The thymus was shown to seed the lymphoid system with T lymphocytes that migrated to certain discrete areas of the lymphoid tissues and recirculated from the blood through lymphoid tissues, lymph, and back to the bloodstream. T cells exiting the thymus were found to be responsible for killing infected cells and for rejecting foreign tissue grafts. Therefore, T cells could soon be subdivided into subsets based on function, cell surface markers, and secreted products or interleukins. Thymus lymphoid stem cells were subsequently identified, and the epithelial and dendritic cells in the thymus were shown to greatly influence T cell development. They were able to educate T cells to recognize a great diversity of peptide antigens bound to the body’s own markers, major histocompatibility complex molecules, but purged any T cells that strongly reacted against the body’s own self-components. The use of irradiated adult thymectomized mice showed that T cells were not the precursors of antibody-forming cells but were essential to help, through some type of collaboration, other lymphocytes originating in bone marrow (B cells) to respond to antigen by producing antibody.

OUTLOOK

The discovery of thymus function and of T and B cell collaboration was a major immunological milestone because it not only opened up the field of immune cell interactions but also changed the course of immunology and medicine. It promoted the need for all immune phenomena, for example, memory, tolerance, autoimmunity, and immunodeficiency, as well as inflammatory and immunopathological disease conditions, to be reassessed in terms of the role played by the two distinct sets of lymphocytes and their subsets. We now know that T cells are involved in the entire spectrum of tissue physiology and pathology and even in situations not considered to be bona fide immunological conditions, such as tissue repair, dysbiosis, eclampsia, senescence, and cancer.

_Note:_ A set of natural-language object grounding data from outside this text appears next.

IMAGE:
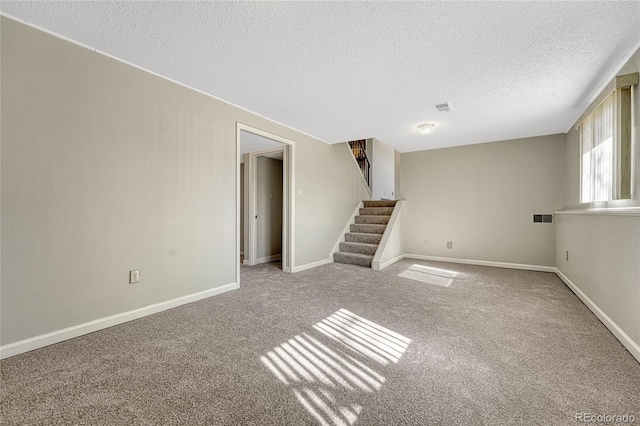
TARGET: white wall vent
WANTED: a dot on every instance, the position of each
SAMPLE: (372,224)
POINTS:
(446,107)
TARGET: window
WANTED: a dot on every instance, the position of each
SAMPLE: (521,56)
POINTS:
(606,145)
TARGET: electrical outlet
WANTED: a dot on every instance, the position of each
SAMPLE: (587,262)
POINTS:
(134,276)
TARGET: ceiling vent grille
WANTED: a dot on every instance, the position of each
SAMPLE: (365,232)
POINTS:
(446,107)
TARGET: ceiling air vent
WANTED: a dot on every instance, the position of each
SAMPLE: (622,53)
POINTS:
(446,107)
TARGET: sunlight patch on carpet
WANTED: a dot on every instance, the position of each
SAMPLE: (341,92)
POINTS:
(320,372)
(429,275)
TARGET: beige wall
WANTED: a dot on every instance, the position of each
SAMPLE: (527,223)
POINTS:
(107,168)
(572,165)
(482,198)
(269,208)
(603,248)
(383,160)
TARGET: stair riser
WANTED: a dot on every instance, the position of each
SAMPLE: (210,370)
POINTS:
(379,203)
(376,211)
(375,220)
(363,238)
(344,258)
(349,247)
(368,229)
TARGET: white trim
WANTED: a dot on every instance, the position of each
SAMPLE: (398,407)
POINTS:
(288,196)
(58,336)
(382,246)
(311,265)
(391,261)
(610,211)
(628,343)
(100,52)
(594,95)
(352,220)
(364,181)
(268,259)
(483,263)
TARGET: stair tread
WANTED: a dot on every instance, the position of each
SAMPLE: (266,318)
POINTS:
(361,244)
(355,255)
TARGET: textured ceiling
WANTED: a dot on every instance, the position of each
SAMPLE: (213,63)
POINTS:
(351,70)
(250,142)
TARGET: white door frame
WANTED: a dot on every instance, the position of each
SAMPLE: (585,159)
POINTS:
(251,205)
(288,199)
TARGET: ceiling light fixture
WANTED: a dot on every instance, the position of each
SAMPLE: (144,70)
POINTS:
(426,128)
(445,107)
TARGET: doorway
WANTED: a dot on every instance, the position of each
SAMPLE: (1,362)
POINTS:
(265,169)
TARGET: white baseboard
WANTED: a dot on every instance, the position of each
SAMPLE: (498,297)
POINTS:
(58,336)
(268,259)
(482,263)
(628,343)
(311,265)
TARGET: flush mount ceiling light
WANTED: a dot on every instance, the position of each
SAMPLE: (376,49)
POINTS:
(425,128)
(445,107)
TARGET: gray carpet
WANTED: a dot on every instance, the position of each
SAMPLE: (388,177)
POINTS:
(339,345)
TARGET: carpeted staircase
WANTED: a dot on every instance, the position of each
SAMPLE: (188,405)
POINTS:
(362,242)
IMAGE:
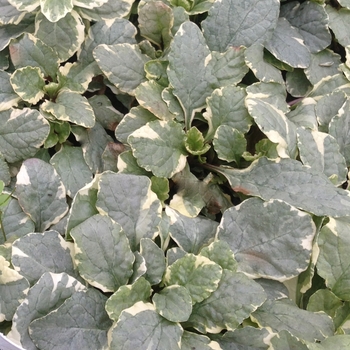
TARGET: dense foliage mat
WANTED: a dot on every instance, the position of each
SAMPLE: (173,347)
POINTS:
(174,174)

Origin and migration of T and B cells.

Hemopoietic stem cells originating in the yolk sac, fetal liver, or bone marrow migrate through the blood to the thymus, where they differentiate into T lymphocytes. Others differentiate within the bone marrow in mammals, or the bursa of Fabricius in birds, to produce B cells. Mature T and B cells circulate in the blood and lymph and colonize the T and B cell compartments of the lymphoid tissues.

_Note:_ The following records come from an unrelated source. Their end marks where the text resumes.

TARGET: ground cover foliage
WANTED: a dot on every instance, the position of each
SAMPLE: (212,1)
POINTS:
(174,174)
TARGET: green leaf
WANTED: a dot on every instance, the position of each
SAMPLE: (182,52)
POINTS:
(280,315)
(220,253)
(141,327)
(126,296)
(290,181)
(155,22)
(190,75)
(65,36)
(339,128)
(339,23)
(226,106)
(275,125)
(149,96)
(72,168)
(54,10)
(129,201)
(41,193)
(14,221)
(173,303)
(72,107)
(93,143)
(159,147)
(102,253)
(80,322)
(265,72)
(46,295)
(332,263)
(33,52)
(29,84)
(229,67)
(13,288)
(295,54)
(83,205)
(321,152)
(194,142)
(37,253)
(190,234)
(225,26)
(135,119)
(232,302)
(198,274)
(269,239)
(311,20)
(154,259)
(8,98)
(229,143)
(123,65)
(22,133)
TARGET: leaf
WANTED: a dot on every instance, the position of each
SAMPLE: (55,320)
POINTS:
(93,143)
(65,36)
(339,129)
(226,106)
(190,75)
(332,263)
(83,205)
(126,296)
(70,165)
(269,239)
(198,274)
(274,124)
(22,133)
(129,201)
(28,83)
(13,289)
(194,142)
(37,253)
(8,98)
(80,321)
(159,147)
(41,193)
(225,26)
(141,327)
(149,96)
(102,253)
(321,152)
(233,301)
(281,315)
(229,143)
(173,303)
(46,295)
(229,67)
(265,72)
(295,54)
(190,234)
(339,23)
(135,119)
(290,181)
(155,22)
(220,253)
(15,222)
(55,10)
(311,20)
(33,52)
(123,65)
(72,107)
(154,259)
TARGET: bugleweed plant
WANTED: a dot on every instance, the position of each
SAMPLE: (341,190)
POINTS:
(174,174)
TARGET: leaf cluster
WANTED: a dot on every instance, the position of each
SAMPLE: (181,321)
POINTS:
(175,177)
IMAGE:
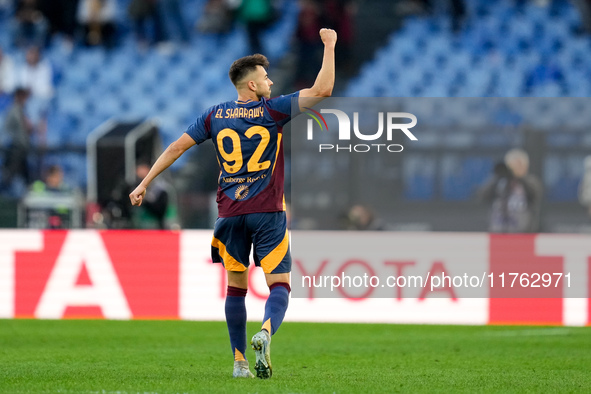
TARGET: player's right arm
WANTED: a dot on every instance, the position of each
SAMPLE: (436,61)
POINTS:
(169,156)
(324,83)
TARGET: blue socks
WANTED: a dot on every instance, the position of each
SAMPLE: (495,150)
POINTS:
(276,306)
(236,321)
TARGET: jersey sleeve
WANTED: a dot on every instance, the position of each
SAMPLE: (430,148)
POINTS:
(280,107)
(201,129)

Reprinted with permission from the Royal Society, London

Abstract

The lymphoid system is intimately involved in immunological processes. The small lymphocyte that circulates through blood into lymphoid tissues, then through the lymph and back to the blood through the thoracic duct, is able to initiate immune responses after appropriate stimulation by antigen. However, the lymphocytes found in the thymus are deficient in this ability despite the fact that the thymus plays a central role in lymphocyte production and in ensuring the normal development of immunological faculty. During embryogenesis, lymphocytes are present in the thymus before they can be identified in the circulation and in other lymphoid tissues. They become “educated” in the thymus to recognize a great diversity of peptide antigens bound to the body’s own marker antigen, the major histocompatibility complex, but they are purged if they strongly react against their own self-components. Lymphocytes differentiate to become various T cell subsets and then exit through the bloodstream to populate certain areas of the lymphoid system as peripheral T lymphocytes with distinct markers and immune functions.